Calculating EC Pipeline Limits
The target number of open EC pipelines SCM aims to maintain is calculated dynamically for each EC replication configuration (e.g., RS-6-3, RS-3-2). The calculation is based on the following two properties, with the final target being the greater of the two resulting values.
-
ozone.scm.ec.pipeline.minimum- Description: The guaranteed minimum number of open pipelines to maintain for each EC configuration, regardless of other factors.
- Default Value:
5
-
ozone.scm.ec.pipeline.per.volume.factor- Description: A factor used to calculate a target number of pipelines based on the total number of healthy volumes across all Datanodes in the cluster.
- Default Value:
1.0
Calculation Logic
SCM first calculates a volume-based target using the formula:
(<pipeline.per.volume.factor> * <total healthy volumes>) / <required nodes for EC config>
The final target number of pipelines is then determined by:
max(<volume-based target>, <pipeline.minimum>)
Example
Consider a cluster with 200 total healthy volumes across all Datanodes and an EC policy of RS-6-3 (which requires 9 nodes).
ozone.scm.ec.pipeline.minimum= 5 (default)ozone.scm.ec.pipeline.per.volume.factor= 1.0 (default)

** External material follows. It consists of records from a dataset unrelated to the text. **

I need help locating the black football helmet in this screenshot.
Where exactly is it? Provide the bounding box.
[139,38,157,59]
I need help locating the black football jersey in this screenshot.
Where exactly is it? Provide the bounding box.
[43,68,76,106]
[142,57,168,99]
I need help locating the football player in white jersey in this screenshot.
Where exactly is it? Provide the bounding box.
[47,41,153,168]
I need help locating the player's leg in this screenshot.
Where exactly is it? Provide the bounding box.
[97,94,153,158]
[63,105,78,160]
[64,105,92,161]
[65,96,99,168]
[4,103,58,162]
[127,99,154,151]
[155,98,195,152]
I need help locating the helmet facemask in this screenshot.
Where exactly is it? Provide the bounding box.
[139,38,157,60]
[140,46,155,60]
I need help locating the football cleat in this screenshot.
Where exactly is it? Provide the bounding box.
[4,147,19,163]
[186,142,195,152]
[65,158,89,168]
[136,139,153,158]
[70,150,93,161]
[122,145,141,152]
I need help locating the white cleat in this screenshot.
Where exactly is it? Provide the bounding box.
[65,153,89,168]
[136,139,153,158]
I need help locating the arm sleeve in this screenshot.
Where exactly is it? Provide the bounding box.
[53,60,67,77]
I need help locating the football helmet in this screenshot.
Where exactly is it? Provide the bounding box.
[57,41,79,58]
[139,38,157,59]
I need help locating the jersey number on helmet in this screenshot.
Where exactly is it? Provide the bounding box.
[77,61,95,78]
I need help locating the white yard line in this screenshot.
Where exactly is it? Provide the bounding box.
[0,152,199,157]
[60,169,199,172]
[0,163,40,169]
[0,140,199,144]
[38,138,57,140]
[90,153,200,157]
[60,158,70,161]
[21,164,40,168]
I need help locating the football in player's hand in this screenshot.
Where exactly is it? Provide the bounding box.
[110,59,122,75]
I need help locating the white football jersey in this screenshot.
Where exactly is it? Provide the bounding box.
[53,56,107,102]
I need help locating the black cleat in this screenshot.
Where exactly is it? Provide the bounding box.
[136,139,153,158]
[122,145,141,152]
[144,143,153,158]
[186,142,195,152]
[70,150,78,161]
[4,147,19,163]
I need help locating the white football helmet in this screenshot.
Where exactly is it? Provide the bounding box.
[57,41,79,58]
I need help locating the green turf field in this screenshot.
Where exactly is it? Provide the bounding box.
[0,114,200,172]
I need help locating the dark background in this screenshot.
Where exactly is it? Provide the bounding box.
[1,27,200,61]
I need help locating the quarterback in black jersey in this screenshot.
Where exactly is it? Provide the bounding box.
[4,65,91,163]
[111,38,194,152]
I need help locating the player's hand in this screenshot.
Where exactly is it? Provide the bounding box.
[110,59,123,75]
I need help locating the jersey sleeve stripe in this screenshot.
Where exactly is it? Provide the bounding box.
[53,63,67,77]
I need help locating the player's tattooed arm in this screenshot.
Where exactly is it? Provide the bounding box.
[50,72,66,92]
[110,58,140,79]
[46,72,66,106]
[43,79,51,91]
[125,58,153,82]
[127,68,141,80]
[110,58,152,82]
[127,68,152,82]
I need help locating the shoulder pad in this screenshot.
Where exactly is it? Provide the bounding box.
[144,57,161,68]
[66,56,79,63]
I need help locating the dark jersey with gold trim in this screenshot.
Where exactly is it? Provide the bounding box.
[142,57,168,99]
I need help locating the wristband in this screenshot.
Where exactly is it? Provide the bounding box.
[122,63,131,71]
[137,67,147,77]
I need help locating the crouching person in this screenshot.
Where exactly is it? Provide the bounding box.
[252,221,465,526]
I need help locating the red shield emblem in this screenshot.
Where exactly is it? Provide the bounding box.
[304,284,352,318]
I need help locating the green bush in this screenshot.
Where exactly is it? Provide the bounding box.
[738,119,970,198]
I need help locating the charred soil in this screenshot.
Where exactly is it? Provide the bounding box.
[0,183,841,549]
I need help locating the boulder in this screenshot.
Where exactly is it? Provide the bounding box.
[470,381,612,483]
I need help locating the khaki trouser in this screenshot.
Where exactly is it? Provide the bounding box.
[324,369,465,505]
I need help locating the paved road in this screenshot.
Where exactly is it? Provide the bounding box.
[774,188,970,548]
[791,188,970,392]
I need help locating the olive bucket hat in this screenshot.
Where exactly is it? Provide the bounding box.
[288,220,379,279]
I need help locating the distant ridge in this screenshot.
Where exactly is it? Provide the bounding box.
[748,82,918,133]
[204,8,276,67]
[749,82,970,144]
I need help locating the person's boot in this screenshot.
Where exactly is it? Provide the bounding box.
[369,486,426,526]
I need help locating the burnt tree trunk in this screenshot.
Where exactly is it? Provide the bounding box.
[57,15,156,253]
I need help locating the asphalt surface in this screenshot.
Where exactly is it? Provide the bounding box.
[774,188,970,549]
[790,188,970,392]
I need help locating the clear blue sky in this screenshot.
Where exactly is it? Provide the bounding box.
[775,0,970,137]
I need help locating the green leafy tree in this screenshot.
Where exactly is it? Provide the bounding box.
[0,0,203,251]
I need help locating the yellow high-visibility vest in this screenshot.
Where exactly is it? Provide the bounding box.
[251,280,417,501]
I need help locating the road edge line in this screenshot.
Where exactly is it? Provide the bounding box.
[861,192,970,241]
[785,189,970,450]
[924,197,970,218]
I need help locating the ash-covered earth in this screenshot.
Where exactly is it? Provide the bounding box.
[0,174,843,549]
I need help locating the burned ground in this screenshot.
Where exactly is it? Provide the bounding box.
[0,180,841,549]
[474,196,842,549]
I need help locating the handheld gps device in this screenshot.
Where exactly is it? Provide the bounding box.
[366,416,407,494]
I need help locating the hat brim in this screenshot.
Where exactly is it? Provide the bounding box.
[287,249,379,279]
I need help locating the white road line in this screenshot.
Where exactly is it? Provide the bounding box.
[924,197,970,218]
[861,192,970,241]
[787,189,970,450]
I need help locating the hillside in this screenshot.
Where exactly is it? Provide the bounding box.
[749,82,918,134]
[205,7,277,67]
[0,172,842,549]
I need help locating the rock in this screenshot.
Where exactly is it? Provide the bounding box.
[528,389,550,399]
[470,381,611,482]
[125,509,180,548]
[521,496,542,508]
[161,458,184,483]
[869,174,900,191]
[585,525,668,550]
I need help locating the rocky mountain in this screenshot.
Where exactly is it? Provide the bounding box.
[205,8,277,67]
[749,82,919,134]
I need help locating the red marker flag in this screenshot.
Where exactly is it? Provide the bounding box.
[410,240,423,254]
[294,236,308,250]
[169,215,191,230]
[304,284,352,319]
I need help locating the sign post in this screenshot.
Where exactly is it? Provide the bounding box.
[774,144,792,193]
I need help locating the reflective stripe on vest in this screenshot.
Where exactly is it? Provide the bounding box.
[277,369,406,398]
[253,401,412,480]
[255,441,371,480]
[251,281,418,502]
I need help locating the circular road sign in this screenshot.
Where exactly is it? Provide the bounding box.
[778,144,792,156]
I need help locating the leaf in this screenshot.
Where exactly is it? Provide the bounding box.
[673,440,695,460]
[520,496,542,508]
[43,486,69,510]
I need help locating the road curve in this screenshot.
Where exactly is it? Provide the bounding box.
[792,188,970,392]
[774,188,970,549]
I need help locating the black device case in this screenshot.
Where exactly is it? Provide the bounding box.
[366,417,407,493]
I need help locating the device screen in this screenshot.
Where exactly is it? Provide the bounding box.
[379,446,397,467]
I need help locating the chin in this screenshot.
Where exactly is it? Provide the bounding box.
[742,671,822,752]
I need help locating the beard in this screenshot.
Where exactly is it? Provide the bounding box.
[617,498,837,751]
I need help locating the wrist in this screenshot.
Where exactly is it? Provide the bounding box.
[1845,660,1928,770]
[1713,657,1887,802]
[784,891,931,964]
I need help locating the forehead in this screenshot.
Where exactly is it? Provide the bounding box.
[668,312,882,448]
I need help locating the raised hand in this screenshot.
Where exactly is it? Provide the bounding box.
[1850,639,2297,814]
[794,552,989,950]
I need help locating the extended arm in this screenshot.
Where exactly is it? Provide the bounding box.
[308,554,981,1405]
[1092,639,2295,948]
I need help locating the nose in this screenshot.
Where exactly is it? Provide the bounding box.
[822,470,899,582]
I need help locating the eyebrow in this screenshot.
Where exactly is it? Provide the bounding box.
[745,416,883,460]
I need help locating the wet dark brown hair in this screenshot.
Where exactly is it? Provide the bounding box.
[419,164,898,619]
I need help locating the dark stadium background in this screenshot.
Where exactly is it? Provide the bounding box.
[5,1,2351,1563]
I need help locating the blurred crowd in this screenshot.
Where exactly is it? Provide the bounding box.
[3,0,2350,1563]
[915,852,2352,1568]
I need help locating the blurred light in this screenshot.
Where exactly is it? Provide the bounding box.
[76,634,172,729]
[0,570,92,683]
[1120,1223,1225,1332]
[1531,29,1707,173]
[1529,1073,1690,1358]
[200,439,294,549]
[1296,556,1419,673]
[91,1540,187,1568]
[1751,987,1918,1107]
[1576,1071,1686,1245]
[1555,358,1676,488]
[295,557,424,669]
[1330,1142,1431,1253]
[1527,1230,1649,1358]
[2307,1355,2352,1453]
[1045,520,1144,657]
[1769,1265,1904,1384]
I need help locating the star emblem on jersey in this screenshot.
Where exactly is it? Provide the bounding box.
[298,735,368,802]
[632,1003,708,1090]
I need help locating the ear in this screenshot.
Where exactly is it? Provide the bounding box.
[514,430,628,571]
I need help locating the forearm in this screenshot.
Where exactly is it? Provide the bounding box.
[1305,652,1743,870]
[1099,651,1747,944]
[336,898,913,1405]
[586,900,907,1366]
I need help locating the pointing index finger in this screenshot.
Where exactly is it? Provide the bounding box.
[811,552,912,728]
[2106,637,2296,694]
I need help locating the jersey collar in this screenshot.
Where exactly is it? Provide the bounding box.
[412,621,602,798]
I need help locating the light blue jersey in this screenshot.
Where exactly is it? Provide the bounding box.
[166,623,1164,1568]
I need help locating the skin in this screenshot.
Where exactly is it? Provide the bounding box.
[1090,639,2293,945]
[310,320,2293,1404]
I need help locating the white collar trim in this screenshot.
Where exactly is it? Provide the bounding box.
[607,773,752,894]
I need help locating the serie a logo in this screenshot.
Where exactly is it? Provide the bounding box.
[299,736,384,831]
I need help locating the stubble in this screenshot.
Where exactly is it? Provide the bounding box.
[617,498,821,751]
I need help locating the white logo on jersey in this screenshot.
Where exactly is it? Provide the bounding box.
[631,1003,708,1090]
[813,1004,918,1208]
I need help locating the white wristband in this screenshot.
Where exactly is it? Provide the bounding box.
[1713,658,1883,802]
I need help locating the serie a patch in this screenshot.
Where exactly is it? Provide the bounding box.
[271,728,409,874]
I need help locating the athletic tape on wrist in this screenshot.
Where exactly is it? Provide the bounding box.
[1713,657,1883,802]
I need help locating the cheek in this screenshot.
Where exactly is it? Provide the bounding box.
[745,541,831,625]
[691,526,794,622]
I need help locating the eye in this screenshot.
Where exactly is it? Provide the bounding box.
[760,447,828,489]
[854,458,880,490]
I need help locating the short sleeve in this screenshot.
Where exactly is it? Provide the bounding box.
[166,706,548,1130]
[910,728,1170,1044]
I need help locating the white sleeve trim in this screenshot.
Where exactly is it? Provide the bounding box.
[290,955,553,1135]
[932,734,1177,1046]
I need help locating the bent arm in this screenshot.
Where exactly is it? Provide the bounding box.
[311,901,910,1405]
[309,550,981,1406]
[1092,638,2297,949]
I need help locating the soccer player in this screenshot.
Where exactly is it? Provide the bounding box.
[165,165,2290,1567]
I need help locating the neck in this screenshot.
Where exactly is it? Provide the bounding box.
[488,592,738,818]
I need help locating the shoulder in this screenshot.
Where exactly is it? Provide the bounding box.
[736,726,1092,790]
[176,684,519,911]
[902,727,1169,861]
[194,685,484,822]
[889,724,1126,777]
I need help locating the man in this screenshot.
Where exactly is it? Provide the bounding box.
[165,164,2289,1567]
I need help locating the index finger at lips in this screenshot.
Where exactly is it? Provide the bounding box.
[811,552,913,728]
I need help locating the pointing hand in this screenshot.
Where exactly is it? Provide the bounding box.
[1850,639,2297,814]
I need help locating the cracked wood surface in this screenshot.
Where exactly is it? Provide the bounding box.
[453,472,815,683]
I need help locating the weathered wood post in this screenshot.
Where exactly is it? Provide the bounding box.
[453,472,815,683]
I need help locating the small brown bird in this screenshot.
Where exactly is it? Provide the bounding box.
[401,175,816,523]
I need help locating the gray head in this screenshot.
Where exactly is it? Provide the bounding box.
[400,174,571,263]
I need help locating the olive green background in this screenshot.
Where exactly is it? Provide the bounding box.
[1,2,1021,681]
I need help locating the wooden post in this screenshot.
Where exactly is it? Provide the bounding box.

- The volume-based target is:
(1.0 * 200) / 9 = 22 - The final target is:
max(22, 5) = 22
SCM will attempt to create and maintain approximately 22 open, RS-6-3 EC pipelines.
Production Recommendation
The default values are a good starting point for most clusters. If you have a very high number of volumes and a write-heavy EC workload, you might consider slightly increasing the pipeline.per.volume.factor. Conversely, for read-heavy workloads, the default minimum of 5 pipelines is often sufficient.